Enfin, il importe de souligner que si le transfert de compétences est
muet sur le devenir des personnels et des travailleurs sociaux, jusqu'alors
chargés de la gestion de l'aide médicale départementale,
ces derniers devront être reconvertis par les conseils
généraux.
Le coût de cette reconversion devra à l'évidence être
mis au débit du dispositif lors de l'évaluation finale.

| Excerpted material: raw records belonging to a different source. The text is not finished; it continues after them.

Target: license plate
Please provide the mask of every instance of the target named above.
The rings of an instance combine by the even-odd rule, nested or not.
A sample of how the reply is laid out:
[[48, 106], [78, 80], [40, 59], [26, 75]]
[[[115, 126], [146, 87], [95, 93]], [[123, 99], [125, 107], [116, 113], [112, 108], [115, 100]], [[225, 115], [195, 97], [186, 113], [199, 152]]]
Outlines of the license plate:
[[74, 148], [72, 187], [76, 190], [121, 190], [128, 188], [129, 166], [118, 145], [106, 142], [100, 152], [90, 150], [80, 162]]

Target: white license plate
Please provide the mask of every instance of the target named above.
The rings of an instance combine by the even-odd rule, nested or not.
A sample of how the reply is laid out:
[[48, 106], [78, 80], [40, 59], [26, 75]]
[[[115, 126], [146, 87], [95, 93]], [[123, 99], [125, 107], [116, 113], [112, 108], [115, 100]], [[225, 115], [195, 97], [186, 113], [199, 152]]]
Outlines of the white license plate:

b) Des effets pervers n'ont pas été mesurés : l'exemple des étudiants issus des familles aisées
De plus
en plus, avec l'augmentation continue des prélèvements sociaux et
le développement de situations dans lesquelles " ceux qui
paient " ne reçoivent rien, ou reçoivent toujours beaucoup
moins que les autres, se développent des réactions condamnables
du point de vue de la morale et de la citoyenneté, tendant à
" récupérer " ce qui a été payé.
De tels comportements sont à attendre en ce qui concerne la
création de la couverture maladie dite " universelle " en ce
qui concerne les étudiants.
S'il est légitime que les personnes disposant de faibles revenus soient
aidées par la collectivité à financer les études
supérieures de leurs enfants, il n'est pas juste que les personnes
favorisées fassent de même, au prétexte de
" récupérer " une part des impôts
élevés qu'ils sont, de plus en plus, appelés à
acquitter.
Or, le projet de loi portant création d'une couverture maladie
" universelle " ne prévoit aucun verrou en la matière.
Sur le plan fiscal, il peut être intéressant, dans une famille, de
" sortir " du foyer fiscal un enfant étudiant, la pension
alimentaire qui lui est versée étant déductible du revenu
imposable.
Une telle solution est devenue encore plus intéressante avec le
" bouclage " de l'allocation logement.
Au 30 juin 1998, on dénombrait ainsi, en France métropolitaine et
dans les DOM :
- 528.778 étudiants bénéficiaires de l'allocation de
logement sociale,
- 118.780 étudiants bénéficiaires de l'allocation
personnalisée au logement,
- 10.428 étudiants bénéficiaires de l'allocation de
logement familiale,
soit un total de 657.986 étudiants bénéficiant d'une
allocation de logement. Sans que votre commission puisse, à cet
égard, citer d'études précises, il est probable que ces
657.986 étudiants ne sont pas tous issus de familles
défavorisées, ne serait-ce qu'en raison des
inégalités sociales qui demeurent dans l'accès aux
études supérieures.
Avec la création de la CMU, il est clair qu'il deviendra
" rationnel " que l'étudiant ne soit plus inclus dans le foyer
fiscal de ses parents, bénéficiant ainsi à la fois d'une
aide au logement et d'une couverture complémentaire maladie gratuite et
couvrant 100 % des dépenses.
Ceci pose aussi la question de l'avenir des régimes mutualistes
étudiants, dont une majorité de ressources proviendra, demain, de
fonds publics et non plus d'adhésions.